Its patented technology will give EV drivers 100 miles of charge in just 5 minutes, making EV charging as quick and as easy as filling-up. The technology allows ultra-rapid charging to be installed in areas where the grid is too expensive or impractical to upgrade and is 50% cheaper than the Li-ion battery alternative.  Levistor installations will reduce the risk of having EV deserts in the UK, help build consumer trust in using EVs to make longer journeys and thereby accelerate the switch to EVs.

Matt Journee added: “Our advanced technology puts an end to range anxiety among EV drivers and so will encourage more motorists to buy EVs earlier than being currently forecast.”

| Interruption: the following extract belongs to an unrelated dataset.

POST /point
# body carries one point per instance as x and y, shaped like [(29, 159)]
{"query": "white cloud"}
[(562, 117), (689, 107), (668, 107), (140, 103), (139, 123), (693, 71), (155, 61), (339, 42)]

As well EV charging, Levistor is also exploring other areas where its flywheel storage technology can be used including managing peak-power demands for engineering and manufacturing applications.  These areas of industry require fast, high-power energy storage and discharge that must cycle again and again, without degrading.

For further information

Levistor –

Matt Journee, Chief Executive: 07493 395223 /

Tom Andrews, Chief Commercial Officer: 07740 195562 /

Paul Taylor, Taylor Keogh Communications: 07966 782611 /

Notes to Editors

  1. How does our flywheel storage technology work: our system stores up energy from the grid when there are no vehicles on the forecourt or at the depot. It will supply that stored energy at high speed to electric vehicles upon arrival. The kinetic energy system (a “mechanical battery”) stores energy in a rotating shaft; electrical energy is added through an electric motor (speeding up the shaft) and taken out through a generator (slowing down the shaft).
  2. Levistor’s technology stores up energy from the grid at times of low demand and this energy is released at high speed to EVs when drivers arrive at the chargepoint and are needing a super-fast charge.  Levistor’s technology will give an EV driver 100 miles range with just a 5 minute charge.
  3. The Levistor flywheel can be easily connected to the local grid and can be quickly deployed above or below ground singularly or in multiples. This makes them ideal for service stations, tourist destinations, bus/rail termini, fleet depots and distribution centres (for example supermarket deliveries and general retail).
  4. According to Capital Economics, it will cost up to £45bn to upgrade the UK’s grid to meet the demand of EVs, whilst the cost of grid connections can be particularly expensive in remote locations.  As ultra-rapid charge-points use significant power, they could result in the need to upgrade a sub-station – this could cost over £500k.  Also, the time taken to upgrade power connections can be extremely long; upgrading to a 1MW connection can take up to a year and in some cases even longer (if a cable needs to cross Forestry Commission land or Network Rail land, the planning process can take another year).
  5. The CMA report (EV Charging Market Study, July 2021) said (para 4.16) that significant investment is needed to improve the quality and reliability of charge points to meet likely EV charging demand at MSAs.  To do so, investment is needed both in the charge-points themselves but also more significantly, in the electricity network infrastructure to provide increased electricity supply. Estimates indicate that the equivalent of 2300 ultra-rapid charge points are needed at English MSAs by 2030 (there are around 500 rapid and ultra-rapid changepoints at MSAs in the whole of the UK today).
  6. Levistor Ltd is a private company to commercialise its kinetic energy storage technology for grid power boosting. It is the only known, fail-safe flywheel with a simple, low-cost steel construction that can spin faster for greater energy storage.